Despite it’s diminutive appearance, inside this small shop existed a world vast beyond my wildest imagination. The owner spoke with the soft ‘G’ – typical of the Dutch dialect in the region. Former head mechanic at Helvetia – La Suisse, and later for Team 7-Eleven, he had previously wielded a wrench at the world’s major events including Le Tour before opening this shop. He knew everyone. Pros strolled into his shop on a regular basis. Imagine the awe of a thirteen-year-old Velominatus Novus as Erik Breukink wandered into the shop and dallied about for a bit.
But it was the tales and experience from many years on the Pro circuit that made those visits to special to me. He explained in detail the way Steve Bauer preferred to ride a smaller frame than his contemporaries or how Pascal Richard liked the tension of the spokes “just so” as he laced a set of wheels for my dad. He showed me how he filed out the holes in the hub flange to cradle the spokes better and reduce the chance of breaking one. He built wheels on a truing stand he built himself and to which he affixed a micrometer. He told me that a perfectly true wheel will never go out of true, not even on the cobbles. “Maar het moet werkelijk perfect zijn.” But it has to be absolutely perfect. Sounds like something you need a custom truing stand and micrometer for. (That bike is now something like 20 years old, and has never seen a spoke wrench; the wheels are still perfectly true.)
He was personal friends with Eddy Merckx and picked up a frame my dad had ordered after dinner with The Man at the factory in Belgium. A prototype Campagnolo saddle with titanium rails and air bladder that never made it to production somehow found its way atop my dad’s seat post. I can’t imagine how his insides churned as my dad insisted on having a set of Scott Drop-Ins installed on that bike. He never uttered a word about it, opting instead to teach me how to seamlessly splice two rolls of bar tape together to accommodate the long bars – a skill he picked up wrapping the bars of riders who wanted double-wrapped bars on the tops but not the drops at Paris-Roubaix. He taught me to cut my cables short and solder them before cutting for the perfect, sleek finishing touch. He taught me how to “feel” a bolt to get it just the right amount of tight – where it holds but the soft aluminum doesn’t strip. He taught me to trim soda cans and tuck them in between the bars and stem of a handlebar that persistently slips.
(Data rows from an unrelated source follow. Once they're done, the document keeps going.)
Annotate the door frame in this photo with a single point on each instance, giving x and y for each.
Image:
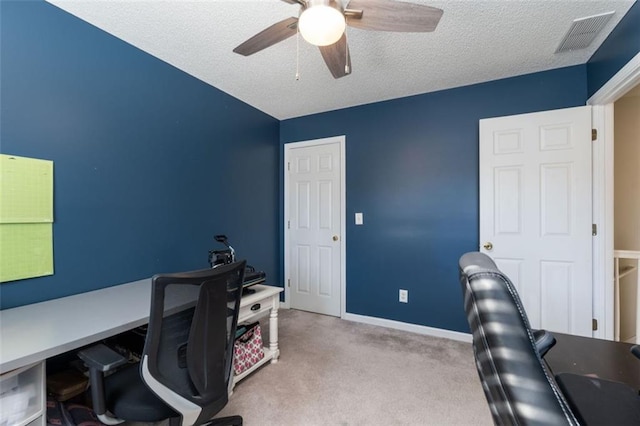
(341, 140)
(602, 120)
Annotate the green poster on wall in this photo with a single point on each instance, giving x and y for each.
(26, 217)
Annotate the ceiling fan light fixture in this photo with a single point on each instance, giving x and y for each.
(321, 23)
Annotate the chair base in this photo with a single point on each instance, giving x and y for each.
(223, 421)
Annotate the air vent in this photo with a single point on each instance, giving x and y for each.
(583, 31)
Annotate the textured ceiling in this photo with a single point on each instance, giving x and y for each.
(475, 41)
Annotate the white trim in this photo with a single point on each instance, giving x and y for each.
(602, 120)
(624, 80)
(413, 328)
(341, 140)
(603, 309)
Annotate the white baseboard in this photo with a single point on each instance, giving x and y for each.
(413, 328)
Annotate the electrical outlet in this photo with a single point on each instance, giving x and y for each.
(359, 219)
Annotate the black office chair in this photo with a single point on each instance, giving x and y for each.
(518, 385)
(186, 367)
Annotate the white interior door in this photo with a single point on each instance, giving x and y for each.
(535, 212)
(315, 208)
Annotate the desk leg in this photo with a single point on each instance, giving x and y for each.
(273, 330)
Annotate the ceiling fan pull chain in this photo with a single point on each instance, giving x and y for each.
(297, 54)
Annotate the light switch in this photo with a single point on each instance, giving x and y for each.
(359, 219)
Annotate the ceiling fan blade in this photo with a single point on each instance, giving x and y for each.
(268, 37)
(388, 15)
(336, 57)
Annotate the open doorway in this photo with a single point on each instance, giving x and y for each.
(602, 103)
(626, 240)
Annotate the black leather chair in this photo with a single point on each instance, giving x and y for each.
(186, 367)
(518, 385)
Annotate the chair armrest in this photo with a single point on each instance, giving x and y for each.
(101, 358)
(544, 341)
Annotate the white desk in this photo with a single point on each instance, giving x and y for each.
(30, 334)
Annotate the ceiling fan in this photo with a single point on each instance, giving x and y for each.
(323, 22)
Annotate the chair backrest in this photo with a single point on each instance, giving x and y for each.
(518, 386)
(188, 355)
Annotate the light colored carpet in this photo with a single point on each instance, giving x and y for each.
(337, 372)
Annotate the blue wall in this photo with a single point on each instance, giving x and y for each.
(412, 169)
(622, 44)
(149, 162)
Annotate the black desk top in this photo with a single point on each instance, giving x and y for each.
(588, 356)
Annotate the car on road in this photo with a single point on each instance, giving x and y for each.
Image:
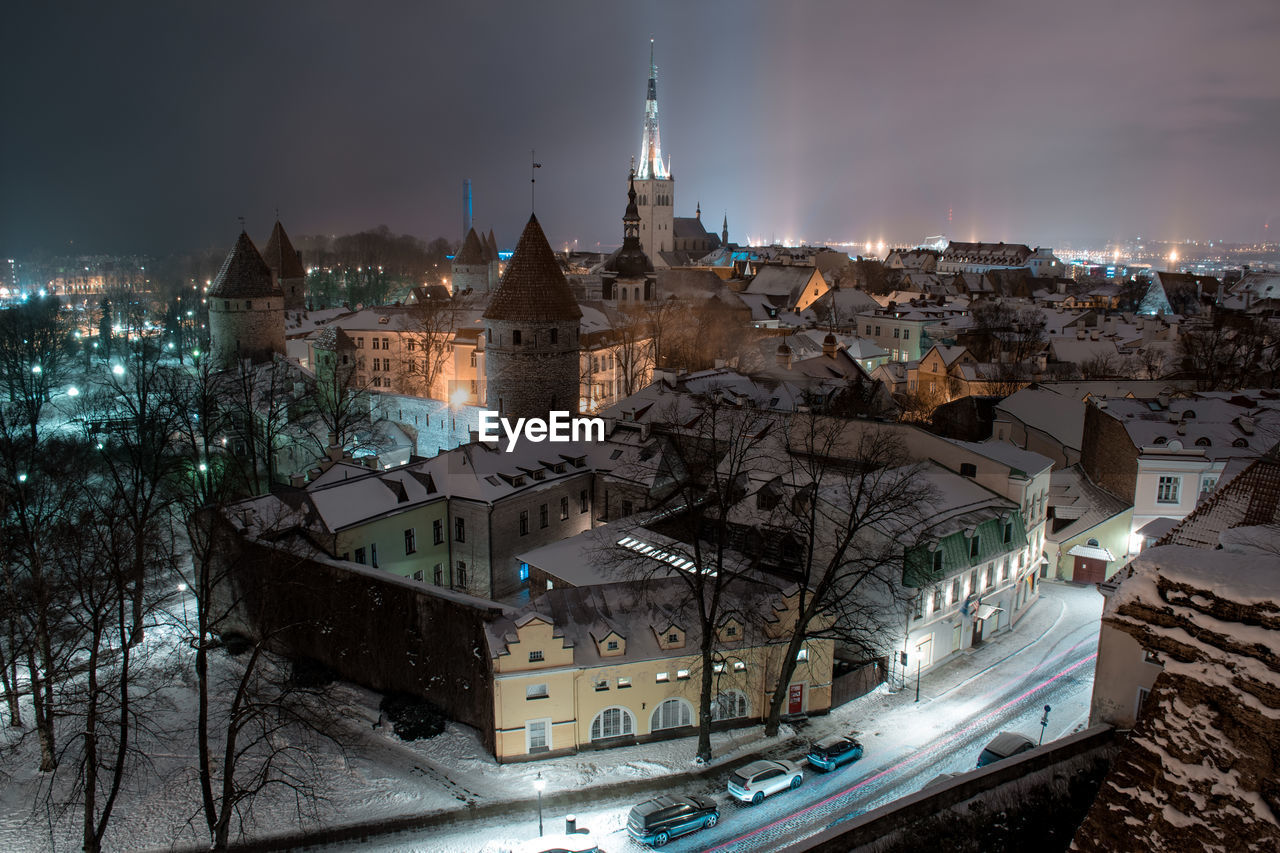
(759, 779)
(657, 821)
(1006, 744)
(835, 751)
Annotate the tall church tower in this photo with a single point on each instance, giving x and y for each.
(656, 188)
(531, 334)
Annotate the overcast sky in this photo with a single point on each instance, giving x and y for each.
(129, 129)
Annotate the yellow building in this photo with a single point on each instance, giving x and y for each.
(618, 664)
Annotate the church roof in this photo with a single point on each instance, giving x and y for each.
(471, 251)
(533, 288)
(243, 273)
(282, 256)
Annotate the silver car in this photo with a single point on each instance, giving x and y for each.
(759, 779)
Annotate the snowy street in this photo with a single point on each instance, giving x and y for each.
(1000, 687)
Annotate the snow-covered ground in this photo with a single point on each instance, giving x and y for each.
(378, 775)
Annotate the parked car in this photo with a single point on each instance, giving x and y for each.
(558, 843)
(832, 752)
(759, 779)
(657, 821)
(1006, 744)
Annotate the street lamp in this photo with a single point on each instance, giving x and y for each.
(539, 784)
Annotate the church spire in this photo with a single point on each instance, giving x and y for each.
(652, 165)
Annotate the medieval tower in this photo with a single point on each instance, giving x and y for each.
(246, 309)
(287, 270)
(531, 334)
(656, 188)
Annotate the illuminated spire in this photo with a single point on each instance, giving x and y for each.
(650, 146)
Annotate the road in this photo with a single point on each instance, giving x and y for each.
(906, 743)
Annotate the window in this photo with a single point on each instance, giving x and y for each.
(612, 723)
(672, 714)
(535, 735)
(730, 705)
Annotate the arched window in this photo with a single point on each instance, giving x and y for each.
(671, 714)
(730, 705)
(613, 723)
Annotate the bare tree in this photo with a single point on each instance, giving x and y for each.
(850, 498)
(712, 446)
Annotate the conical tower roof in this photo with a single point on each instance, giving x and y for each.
(243, 274)
(280, 255)
(471, 251)
(533, 288)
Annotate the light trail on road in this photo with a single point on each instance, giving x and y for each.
(928, 752)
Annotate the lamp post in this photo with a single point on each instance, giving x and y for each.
(539, 784)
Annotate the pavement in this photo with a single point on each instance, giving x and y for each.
(1056, 629)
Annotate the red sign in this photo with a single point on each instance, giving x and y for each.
(795, 698)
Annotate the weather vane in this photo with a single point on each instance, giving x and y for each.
(533, 181)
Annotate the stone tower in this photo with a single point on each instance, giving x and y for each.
(287, 270)
(246, 309)
(656, 188)
(627, 278)
(471, 265)
(531, 334)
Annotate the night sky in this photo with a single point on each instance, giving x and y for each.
(152, 131)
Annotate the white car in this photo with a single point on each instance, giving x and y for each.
(759, 779)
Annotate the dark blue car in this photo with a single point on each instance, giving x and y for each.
(835, 751)
(657, 821)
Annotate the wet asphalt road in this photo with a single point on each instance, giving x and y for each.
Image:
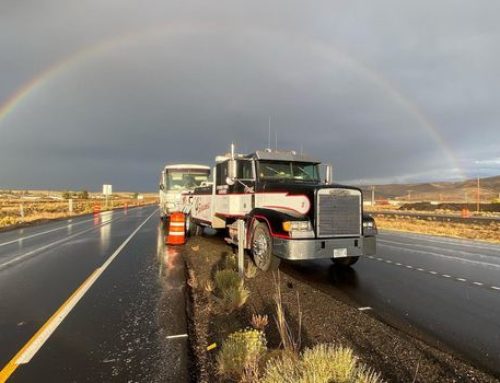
(437, 288)
(121, 328)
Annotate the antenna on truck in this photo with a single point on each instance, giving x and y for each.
(269, 135)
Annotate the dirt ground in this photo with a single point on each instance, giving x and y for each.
(396, 355)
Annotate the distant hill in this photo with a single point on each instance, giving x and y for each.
(438, 191)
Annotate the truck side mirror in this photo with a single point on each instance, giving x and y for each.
(328, 175)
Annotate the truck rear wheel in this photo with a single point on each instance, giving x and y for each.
(262, 246)
(346, 262)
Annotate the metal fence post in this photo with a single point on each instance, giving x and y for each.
(241, 247)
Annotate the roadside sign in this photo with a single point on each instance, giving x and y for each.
(107, 190)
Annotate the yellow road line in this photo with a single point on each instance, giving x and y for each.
(25, 354)
(10, 367)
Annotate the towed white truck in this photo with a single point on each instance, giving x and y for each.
(289, 211)
(176, 179)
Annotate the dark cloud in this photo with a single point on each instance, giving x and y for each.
(376, 89)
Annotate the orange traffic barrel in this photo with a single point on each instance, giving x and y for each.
(176, 229)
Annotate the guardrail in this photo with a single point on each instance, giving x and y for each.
(437, 217)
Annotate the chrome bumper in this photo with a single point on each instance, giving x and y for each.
(301, 249)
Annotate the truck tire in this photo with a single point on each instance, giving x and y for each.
(346, 262)
(262, 246)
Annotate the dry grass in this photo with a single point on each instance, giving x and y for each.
(240, 355)
(230, 290)
(322, 363)
(259, 322)
(490, 232)
(289, 341)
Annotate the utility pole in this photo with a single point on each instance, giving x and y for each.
(478, 196)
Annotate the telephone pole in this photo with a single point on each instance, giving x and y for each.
(478, 196)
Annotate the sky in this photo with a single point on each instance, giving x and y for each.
(95, 92)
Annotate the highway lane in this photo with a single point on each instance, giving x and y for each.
(114, 332)
(436, 288)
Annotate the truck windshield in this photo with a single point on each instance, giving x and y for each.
(288, 170)
(180, 180)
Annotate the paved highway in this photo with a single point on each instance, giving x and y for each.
(101, 298)
(442, 289)
(92, 299)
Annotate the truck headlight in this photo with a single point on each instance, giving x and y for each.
(369, 227)
(299, 229)
(297, 226)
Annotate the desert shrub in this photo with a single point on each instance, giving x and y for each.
(209, 286)
(240, 354)
(231, 262)
(322, 363)
(227, 279)
(259, 322)
(230, 290)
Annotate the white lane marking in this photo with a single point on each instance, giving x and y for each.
(461, 259)
(44, 232)
(436, 248)
(49, 329)
(177, 336)
(433, 273)
(366, 308)
(65, 239)
(445, 241)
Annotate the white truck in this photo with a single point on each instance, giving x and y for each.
(289, 211)
(176, 179)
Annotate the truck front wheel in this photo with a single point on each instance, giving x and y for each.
(262, 246)
(347, 261)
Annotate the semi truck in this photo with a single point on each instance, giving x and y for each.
(176, 179)
(290, 210)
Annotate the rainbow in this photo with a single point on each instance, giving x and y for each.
(327, 50)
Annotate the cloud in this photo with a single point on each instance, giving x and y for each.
(380, 97)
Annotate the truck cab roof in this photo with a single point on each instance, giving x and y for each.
(271, 155)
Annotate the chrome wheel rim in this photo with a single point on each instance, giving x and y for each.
(260, 249)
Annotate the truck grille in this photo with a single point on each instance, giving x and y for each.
(339, 213)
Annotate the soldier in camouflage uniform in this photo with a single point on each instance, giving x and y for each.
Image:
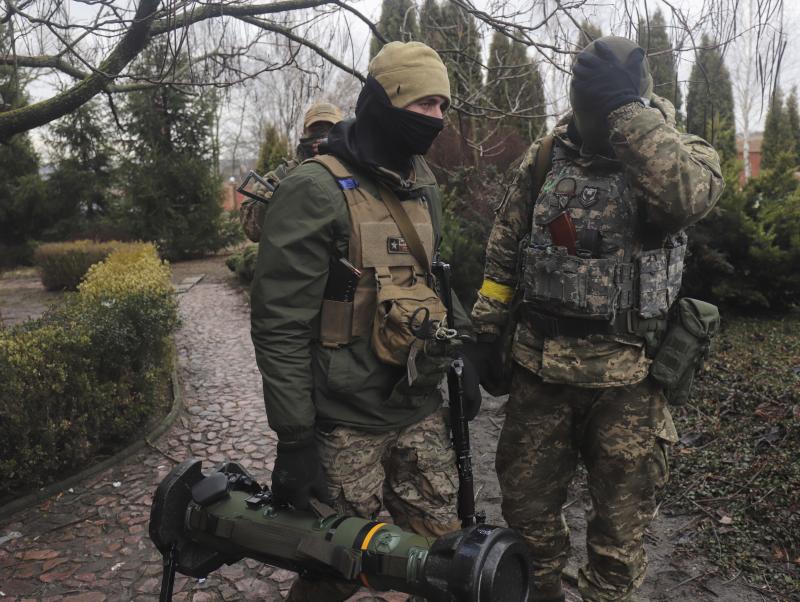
(352, 428)
(317, 122)
(595, 256)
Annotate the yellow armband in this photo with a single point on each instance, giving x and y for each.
(498, 292)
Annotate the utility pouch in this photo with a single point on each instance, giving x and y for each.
(336, 315)
(594, 288)
(251, 216)
(397, 308)
(685, 346)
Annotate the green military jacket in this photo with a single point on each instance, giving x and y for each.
(675, 179)
(306, 384)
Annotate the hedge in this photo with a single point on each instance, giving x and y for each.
(84, 379)
(63, 264)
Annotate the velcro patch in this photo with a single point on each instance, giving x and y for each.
(396, 244)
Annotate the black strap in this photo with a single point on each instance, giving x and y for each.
(407, 229)
(626, 322)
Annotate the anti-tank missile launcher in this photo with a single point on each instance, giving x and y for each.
(201, 521)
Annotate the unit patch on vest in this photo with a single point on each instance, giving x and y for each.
(396, 244)
(588, 196)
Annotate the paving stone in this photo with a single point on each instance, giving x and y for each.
(87, 597)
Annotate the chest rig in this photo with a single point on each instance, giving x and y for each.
(378, 250)
(586, 258)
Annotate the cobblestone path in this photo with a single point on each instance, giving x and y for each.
(90, 544)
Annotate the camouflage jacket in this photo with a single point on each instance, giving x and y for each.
(675, 179)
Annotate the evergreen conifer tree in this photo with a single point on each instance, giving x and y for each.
(398, 22)
(83, 170)
(172, 188)
(778, 136)
(652, 36)
(709, 103)
(25, 210)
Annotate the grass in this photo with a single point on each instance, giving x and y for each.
(738, 461)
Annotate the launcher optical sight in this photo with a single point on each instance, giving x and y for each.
(201, 521)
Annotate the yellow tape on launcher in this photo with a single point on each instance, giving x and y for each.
(201, 521)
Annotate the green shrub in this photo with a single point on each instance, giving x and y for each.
(63, 264)
(243, 263)
(84, 379)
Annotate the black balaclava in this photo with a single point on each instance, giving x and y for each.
(588, 129)
(383, 135)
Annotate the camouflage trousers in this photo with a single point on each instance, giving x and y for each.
(622, 436)
(410, 471)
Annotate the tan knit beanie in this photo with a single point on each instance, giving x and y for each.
(409, 71)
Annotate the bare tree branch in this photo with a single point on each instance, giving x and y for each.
(31, 116)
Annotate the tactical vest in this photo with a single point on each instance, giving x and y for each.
(377, 249)
(609, 273)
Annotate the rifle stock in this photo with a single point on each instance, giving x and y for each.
(459, 425)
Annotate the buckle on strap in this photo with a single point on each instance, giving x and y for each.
(347, 183)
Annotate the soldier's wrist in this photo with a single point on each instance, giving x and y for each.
(624, 113)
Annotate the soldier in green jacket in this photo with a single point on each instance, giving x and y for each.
(356, 426)
(317, 122)
(595, 255)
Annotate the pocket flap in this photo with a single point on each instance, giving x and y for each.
(383, 245)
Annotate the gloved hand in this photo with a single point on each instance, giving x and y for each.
(604, 82)
(471, 391)
(487, 359)
(298, 475)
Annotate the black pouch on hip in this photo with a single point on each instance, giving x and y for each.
(685, 346)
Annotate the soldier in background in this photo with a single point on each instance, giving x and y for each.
(600, 237)
(317, 122)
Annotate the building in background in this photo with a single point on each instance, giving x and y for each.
(754, 155)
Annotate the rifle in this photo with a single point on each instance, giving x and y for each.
(459, 425)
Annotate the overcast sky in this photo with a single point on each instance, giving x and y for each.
(603, 12)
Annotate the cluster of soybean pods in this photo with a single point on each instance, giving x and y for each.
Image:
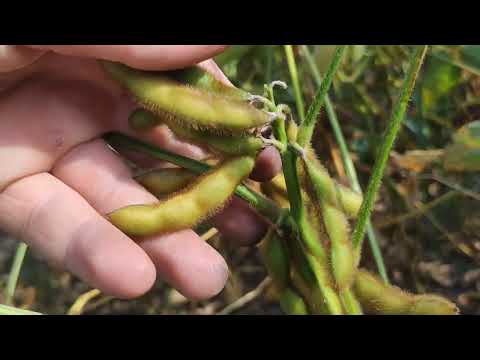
(311, 262)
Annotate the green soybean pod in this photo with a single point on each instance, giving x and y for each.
(275, 257)
(163, 182)
(433, 305)
(227, 145)
(185, 209)
(192, 107)
(378, 298)
(337, 195)
(341, 252)
(141, 119)
(292, 303)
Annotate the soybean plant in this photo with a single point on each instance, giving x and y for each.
(308, 250)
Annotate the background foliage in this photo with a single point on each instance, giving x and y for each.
(427, 216)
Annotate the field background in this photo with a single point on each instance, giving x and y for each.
(427, 217)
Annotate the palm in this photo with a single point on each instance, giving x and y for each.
(59, 179)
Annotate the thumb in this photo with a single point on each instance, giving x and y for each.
(146, 57)
(14, 57)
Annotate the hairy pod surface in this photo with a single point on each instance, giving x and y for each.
(185, 209)
(379, 298)
(433, 305)
(190, 106)
(141, 119)
(326, 188)
(198, 77)
(163, 182)
(275, 257)
(341, 250)
(292, 303)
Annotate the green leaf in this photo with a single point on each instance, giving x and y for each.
(440, 78)
(470, 57)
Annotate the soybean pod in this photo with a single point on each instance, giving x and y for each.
(379, 298)
(198, 77)
(185, 209)
(292, 303)
(225, 145)
(191, 107)
(163, 182)
(336, 194)
(276, 259)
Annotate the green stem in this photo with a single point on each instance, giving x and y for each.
(316, 256)
(15, 272)
(347, 163)
(263, 205)
(306, 128)
(394, 125)
(292, 67)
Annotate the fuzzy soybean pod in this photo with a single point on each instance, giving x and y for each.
(185, 209)
(191, 107)
(141, 119)
(379, 298)
(163, 182)
(228, 145)
(292, 303)
(432, 305)
(337, 228)
(276, 190)
(311, 275)
(337, 195)
(341, 252)
(198, 77)
(275, 257)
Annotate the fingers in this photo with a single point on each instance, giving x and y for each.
(151, 57)
(182, 259)
(41, 121)
(13, 57)
(62, 228)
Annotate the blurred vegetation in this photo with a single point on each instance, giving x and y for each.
(427, 216)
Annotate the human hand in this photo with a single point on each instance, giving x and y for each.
(59, 178)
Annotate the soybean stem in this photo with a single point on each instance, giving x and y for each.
(306, 128)
(394, 125)
(347, 162)
(15, 272)
(264, 206)
(292, 67)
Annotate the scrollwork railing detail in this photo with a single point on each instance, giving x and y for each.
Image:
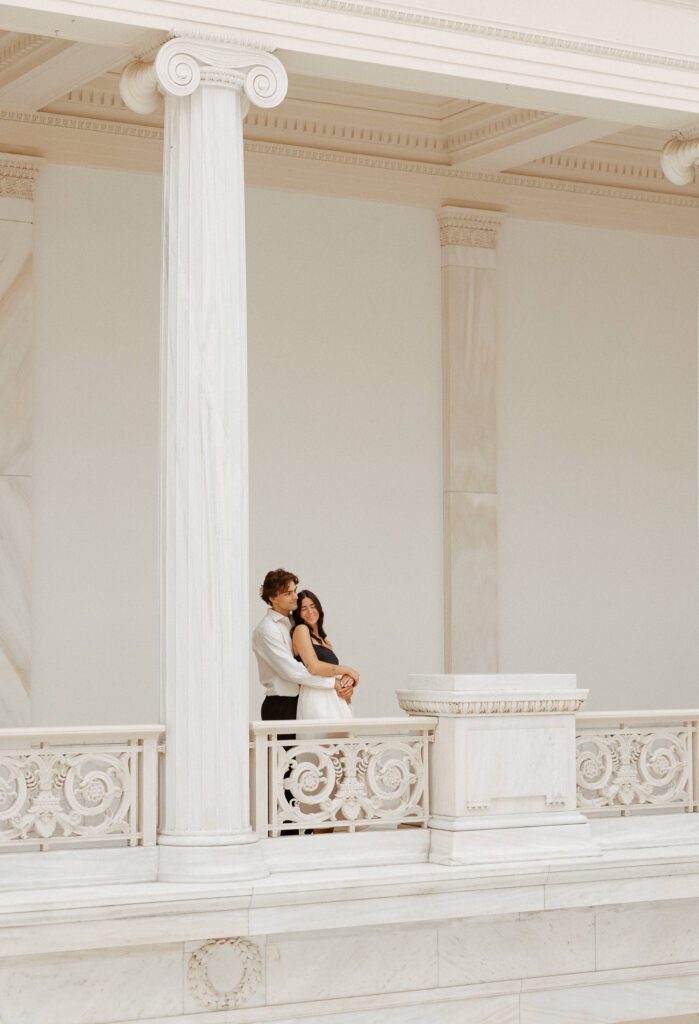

But most importantly, he showed me the intricate beauty of our machines.
He also stocked a backpack called the “Body Bag” which I always felt could have used a more sensible name and whose marketers perhaps missed a nuance in the language.
Apart from his poor choice in backpacks, this was a man who understood the finer things about bicycles, and I’m grateful he took the time to teach me even a tiny little bit of what he knew.
So, I leave you today with this question: if you could ask a pro bike mechanic – perhaps even one on the ProTour circuit – one, single question, what would it be?